第3話 私はいません
フルタイムで働いていたころ、帰宅までが長くてつらかった。ようやく最寄り駅にたどりつき、部屋に戻る途中、誰とも接したくなくて、コンビニに寄るのさえ、嫌だった。
なのに、そんなときに限って、信号待ちで話しかけてくる人がいる。天気の話、程度なのだが、疲れ切った私には苦痛で、思わず、
「私はいません!」
と叫びたくなるのだった。
早期リタイアして、家計はきつくても、精神的には本当に楽になった。誰とも話す義務はない。気ままに散歩する程度で、ストレスは解消された。早朝散歩が、特にいい、ほとんど人通りがないから。
ある日、午前十時ころ、いつものように近所をふらついていると、何か声がした、気がした。
「ガーーーッ!」
男の叫び。
こちらへ怒りが、向けられている。
目の端に、偏屈そうな老人の姿が。
その老人は、私に「こんにちは」と言った、らしい。
しかし、通りの向かい側からだ、私は、そちらを見てもいない、例によってボーッとし顔は前に向けていた。気づけといわれても困る。
前方から歩いてきたのなら、嫌でも気づくし、挨拶に応えるくらいはした、と思う。
寂しい人なのだろう。
誰も、彼に話しかけない。誰からも必要とされない。
お気の毒だが、こちらにも都合がある。他者に愛想を振りまくために生きているわけではない。人づきあいが嫌で、早期リタイアした人間なのだ。

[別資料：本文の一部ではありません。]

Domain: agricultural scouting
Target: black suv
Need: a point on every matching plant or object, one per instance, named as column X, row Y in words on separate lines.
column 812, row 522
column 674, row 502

他者に構ってもらって当然、挨拶を返されて当然、という発想は、いかがなものか。
ふと気づいた、数か月前にも、似たようなことがあったと。
あの老人と、やはり、この道で出会い、挨拶され、少し言葉を交わした。長くなりそうだったので、それじゃ、と、と逃げてきた。挨拶には応えたし、少し話もしたから、それで済んだのか。
あの時も、この道だった。ここらの住人なのだろう。
もう、ここを通るのは、やめよう。
そう決めた。
あれ?
あの老人は、どうして私が見えたのだろう。
前回は、見えて当然だ、生きていたのだから。
が、私は、もういない。
二か月ほど前、布団の敷きパッドのゴムに足をひっかけて転倒。打ち所が悪くて、そのまま昇天した。
それはともかく。
がさつなようでいて、あの老人。
そんな力があったのか、侮れないな。
やっぱり、この道を通るのは、よそう。
これ以上、あの老人と、かかわりたくはない。